Op verzoek van het AMZ presenteert IKNL cijfers uit de Nederlandse kankerregistratie. Het AMZ bestaat tien jaar. De cijfers laten zien welke zorg het AMZ de afgelopen tien jaar heeft geleverd. Ook is een vergelijking met het Nederlands gemiddelde gemaakt. Het ziekenhuis benadrukt dat het belangrijk is om te onderzoeken wat leidt tot deze resultaten.
Betere prognose
Uit de resultaten blijkt onder andere dat patiënten met laag stadium borstkanker in het AMZ een betere prognose hebben dan gemiddeld in Nederland. Hoewel voor veel factoren gecorrigeerd is, blijft het belangrijk om verder te onderzoeken waar dit verschil door komt.
Sabine Siesling, hoofdonderzoeker IKNL en hoogleraar Universiteit Twente: “Cijfers over prognose zijn, zeker als je een ziekenhuis met een Nederlands gemiddelde vergelijkt, altijd lastig te interpreteren. Dat komt omdat dit van veel factoren afhankelijk is. We zien onder andere dat patiënten in het AMZ gemiddeld jonger zijn en uit een postcodegebied komen met een hogere sociaal economische status.”
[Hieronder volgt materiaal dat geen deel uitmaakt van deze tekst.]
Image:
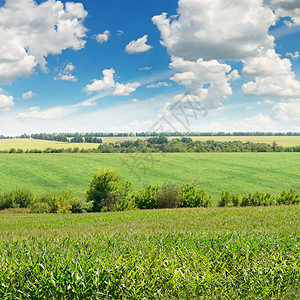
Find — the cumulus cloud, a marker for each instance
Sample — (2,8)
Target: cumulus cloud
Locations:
(108,83)
(293,55)
(216,29)
(259,122)
(28,95)
(125,89)
(24,24)
(53,113)
(287,111)
(206,80)
(286,8)
(6,102)
(158,85)
(273,76)
(103,37)
(138,46)
(66,73)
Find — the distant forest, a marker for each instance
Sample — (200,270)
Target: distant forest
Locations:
(95,137)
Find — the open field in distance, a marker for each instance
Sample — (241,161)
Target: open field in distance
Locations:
(230,253)
(6,144)
(235,172)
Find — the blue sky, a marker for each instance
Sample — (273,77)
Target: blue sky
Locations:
(120,66)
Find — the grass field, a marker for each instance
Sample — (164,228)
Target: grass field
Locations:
(244,253)
(235,172)
(6,144)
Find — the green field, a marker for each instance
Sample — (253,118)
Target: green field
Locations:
(213,253)
(235,172)
(30,144)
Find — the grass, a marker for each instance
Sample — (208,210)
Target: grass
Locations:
(231,253)
(30,144)
(235,172)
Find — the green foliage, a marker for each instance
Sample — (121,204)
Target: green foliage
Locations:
(104,190)
(163,254)
(289,197)
(257,199)
(108,193)
(58,203)
(17,198)
(147,197)
(229,199)
(168,196)
(194,197)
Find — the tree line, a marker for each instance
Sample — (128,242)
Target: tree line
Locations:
(163,144)
(107,192)
(65,137)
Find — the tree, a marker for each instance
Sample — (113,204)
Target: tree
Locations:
(105,190)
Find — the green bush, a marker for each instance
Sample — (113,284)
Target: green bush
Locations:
(126,199)
(57,203)
(194,197)
(289,197)
(40,207)
(229,199)
(147,197)
(17,198)
(257,199)
(168,196)
(108,193)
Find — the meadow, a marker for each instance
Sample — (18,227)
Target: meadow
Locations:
(212,253)
(214,172)
(30,144)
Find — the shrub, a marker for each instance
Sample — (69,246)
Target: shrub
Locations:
(147,197)
(257,199)
(126,199)
(194,197)
(40,207)
(57,203)
(289,197)
(229,199)
(108,193)
(168,196)
(18,198)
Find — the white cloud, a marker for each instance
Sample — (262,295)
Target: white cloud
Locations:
(145,69)
(105,83)
(6,102)
(259,122)
(125,89)
(158,85)
(24,24)
(108,83)
(268,101)
(28,95)
(53,113)
(273,76)
(103,37)
(287,111)
(216,29)
(293,55)
(66,73)
(286,8)
(138,46)
(206,80)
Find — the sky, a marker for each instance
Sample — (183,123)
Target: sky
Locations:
(151,65)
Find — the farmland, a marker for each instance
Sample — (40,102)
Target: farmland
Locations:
(236,172)
(30,144)
(231,253)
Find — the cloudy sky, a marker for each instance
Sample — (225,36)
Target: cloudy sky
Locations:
(119,66)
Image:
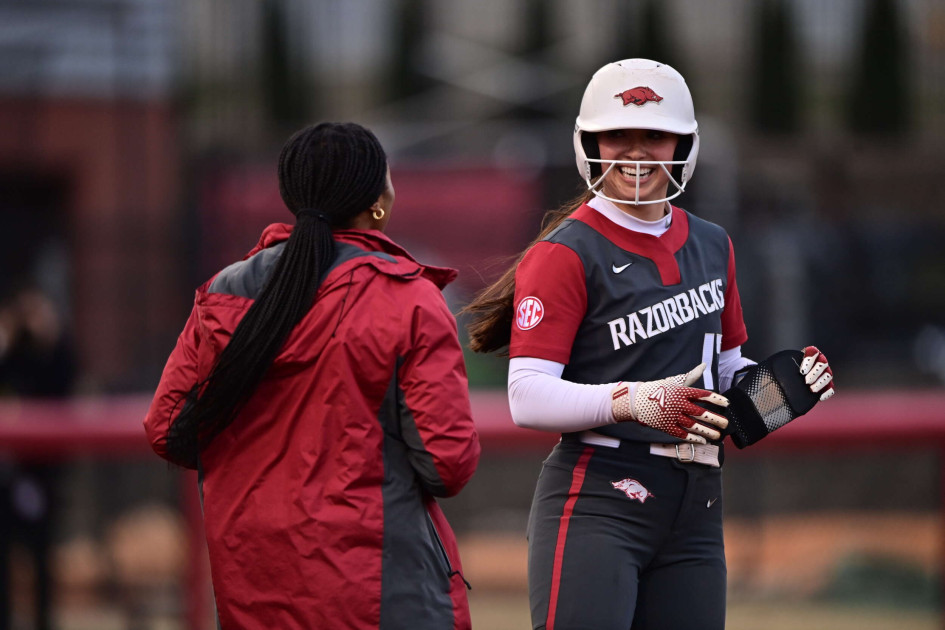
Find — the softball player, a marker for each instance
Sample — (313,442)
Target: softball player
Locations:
(623,313)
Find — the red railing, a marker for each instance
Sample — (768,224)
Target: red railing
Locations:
(111,427)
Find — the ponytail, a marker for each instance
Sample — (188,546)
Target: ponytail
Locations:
(328,174)
(492,310)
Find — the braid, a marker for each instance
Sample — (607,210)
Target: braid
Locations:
(332,172)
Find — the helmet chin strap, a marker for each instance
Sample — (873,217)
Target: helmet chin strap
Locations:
(596,187)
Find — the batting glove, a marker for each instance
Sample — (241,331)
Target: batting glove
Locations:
(817,372)
(667,405)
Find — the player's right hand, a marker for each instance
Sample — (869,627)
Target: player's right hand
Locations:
(667,405)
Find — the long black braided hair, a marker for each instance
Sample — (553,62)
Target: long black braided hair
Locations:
(328,174)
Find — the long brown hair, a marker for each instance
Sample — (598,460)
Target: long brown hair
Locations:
(492,310)
(335,171)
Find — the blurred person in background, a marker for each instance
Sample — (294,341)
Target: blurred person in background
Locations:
(619,318)
(37,360)
(319,389)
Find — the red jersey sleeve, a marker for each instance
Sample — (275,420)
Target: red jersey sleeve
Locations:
(734,332)
(550,303)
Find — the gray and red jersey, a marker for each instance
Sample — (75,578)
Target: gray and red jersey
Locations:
(613,304)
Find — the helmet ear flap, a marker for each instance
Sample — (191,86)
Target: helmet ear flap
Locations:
(592,151)
(681,154)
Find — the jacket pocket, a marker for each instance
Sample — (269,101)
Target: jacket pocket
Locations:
(441,550)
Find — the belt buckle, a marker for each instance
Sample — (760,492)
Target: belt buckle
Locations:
(692,451)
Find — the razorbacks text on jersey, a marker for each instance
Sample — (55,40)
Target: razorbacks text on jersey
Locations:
(617,305)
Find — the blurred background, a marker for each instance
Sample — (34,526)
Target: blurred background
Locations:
(138,146)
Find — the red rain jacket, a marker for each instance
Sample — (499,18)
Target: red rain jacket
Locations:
(318,499)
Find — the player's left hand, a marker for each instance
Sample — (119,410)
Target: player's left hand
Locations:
(817,372)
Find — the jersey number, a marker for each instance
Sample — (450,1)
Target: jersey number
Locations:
(711,347)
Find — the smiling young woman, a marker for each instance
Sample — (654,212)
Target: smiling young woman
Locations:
(622,314)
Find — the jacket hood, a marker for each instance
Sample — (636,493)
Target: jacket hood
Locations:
(369,240)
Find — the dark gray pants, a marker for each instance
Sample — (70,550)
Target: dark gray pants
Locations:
(606,555)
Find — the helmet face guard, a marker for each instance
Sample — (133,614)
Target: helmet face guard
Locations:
(636,94)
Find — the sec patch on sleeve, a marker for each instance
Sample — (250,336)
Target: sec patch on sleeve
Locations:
(529,312)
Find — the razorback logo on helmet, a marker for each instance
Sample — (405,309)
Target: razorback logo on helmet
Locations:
(633,489)
(529,312)
(639,96)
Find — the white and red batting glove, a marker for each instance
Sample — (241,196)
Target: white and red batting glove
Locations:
(667,405)
(817,372)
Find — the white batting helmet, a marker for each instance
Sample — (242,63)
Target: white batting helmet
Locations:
(636,94)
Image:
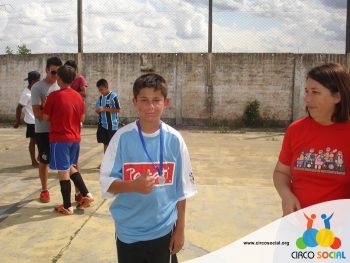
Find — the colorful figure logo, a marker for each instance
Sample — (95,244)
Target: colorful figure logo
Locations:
(323,237)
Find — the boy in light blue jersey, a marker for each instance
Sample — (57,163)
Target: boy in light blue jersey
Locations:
(147,169)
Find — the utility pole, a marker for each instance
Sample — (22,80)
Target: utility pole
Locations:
(209,84)
(210,26)
(80,26)
(347,44)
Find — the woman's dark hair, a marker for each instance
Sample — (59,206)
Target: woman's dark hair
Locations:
(336,78)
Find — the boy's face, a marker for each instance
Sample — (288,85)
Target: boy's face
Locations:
(150,104)
(60,82)
(103,90)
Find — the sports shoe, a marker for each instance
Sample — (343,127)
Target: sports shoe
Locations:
(45,196)
(78,197)
(85,201)
(64,211)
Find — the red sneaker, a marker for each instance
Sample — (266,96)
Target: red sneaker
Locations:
(64,211)
(85,201)
(45,196)
(78,197)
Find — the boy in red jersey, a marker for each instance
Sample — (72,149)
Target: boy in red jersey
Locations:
(65,109)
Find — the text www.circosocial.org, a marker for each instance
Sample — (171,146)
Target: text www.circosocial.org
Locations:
(266,243)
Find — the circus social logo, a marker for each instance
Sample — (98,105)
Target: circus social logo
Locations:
(321,238)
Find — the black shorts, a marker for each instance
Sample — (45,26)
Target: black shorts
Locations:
(151,251)
(103,135)
(30,132)
(42,140)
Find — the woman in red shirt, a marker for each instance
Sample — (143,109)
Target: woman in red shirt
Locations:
(313,165)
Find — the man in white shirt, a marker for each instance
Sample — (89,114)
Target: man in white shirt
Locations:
(25,105)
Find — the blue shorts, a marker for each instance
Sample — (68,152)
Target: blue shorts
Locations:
(63,155)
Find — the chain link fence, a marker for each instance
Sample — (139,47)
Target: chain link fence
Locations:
(175,26)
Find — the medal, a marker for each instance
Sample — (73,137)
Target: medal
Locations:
(161,179)
(159,168)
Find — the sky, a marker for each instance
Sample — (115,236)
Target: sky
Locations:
(253,26)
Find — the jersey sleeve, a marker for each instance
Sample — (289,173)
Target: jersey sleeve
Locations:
(97,105)
(111,168)
(286,152)
(186,187)
(24,98)
(116,102)
(35,94)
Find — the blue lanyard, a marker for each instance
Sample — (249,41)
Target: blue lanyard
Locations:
(159,168)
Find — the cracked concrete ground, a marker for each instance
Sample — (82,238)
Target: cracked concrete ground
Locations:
(233,173)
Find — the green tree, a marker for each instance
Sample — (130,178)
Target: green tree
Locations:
(23,50)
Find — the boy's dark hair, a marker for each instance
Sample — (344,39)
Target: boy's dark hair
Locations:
(336,78)
(66,74)
(151,80)
(71,63)
(53,61)
(102,82)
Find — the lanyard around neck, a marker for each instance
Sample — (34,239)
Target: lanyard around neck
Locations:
(159,168)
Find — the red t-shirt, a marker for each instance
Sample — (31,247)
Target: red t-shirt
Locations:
(319,159)
(65,108)
(79,82)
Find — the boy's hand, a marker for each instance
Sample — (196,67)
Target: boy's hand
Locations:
(99,109)
(144,184)
(177,240)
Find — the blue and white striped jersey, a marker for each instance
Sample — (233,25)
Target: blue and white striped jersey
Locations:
(108,120)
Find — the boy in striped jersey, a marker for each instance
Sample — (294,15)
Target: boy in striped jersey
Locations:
(107,107)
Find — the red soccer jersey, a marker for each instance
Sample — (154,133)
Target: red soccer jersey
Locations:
(319,159)
(65,108)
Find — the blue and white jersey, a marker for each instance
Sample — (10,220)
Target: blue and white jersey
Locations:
(140,217)
(108,120)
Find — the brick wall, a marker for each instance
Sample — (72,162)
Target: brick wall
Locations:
(202,87)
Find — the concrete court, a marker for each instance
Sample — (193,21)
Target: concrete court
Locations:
(233,173)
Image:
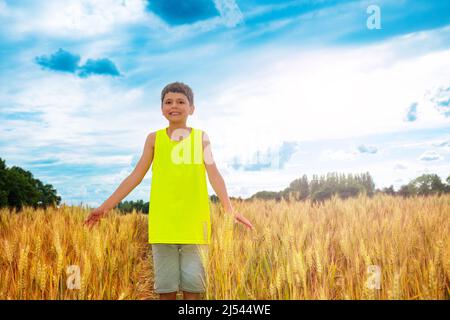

Het IKNL heeft zoveel mogelijk geprobeerd rekening te houden met deze verschillen. Toch zijn er volgens het IKNL mogelijk meer factoren die nog niet in beeld zijn gebracht en de verschillen kunnen verklaren. “Bijvoorbeeld de leefstijl of de wensen van de patiënt. Deze hebben we niet allemaal geanalyseerd, omdat die cijfers niet bekend zijn. We zien dat in het AMZ vaker MRI-onderzoek wordt ingezet, er vaker een directe reconstructie wordt gedaan na een borstamputatie en dat vaker voor chemotherapie voordat de operatie plaatsvindt (neo-adjuvant) wordt gekozen.” Het AMZ volgt daarbij de richtlijnen.
Transparantie
Marjolein de Jong, bestuurder van het AMZ: “We hadden altijd vertrouwen dat specialiseren leidt tot de best mogelijke uitkomsten voor de patiënt. Het blijft interessant om verder te onderzoeken wat bijdraagt aan deze resultaten. Het onderzoek toont ook het belang aan van transparantie voor de patiënt op het gebied van de borstkankerzorg en überhaupt van de gehele zorg. Het doel blijft dat de patiënt de beste zorg op de juiste plek krijgt.”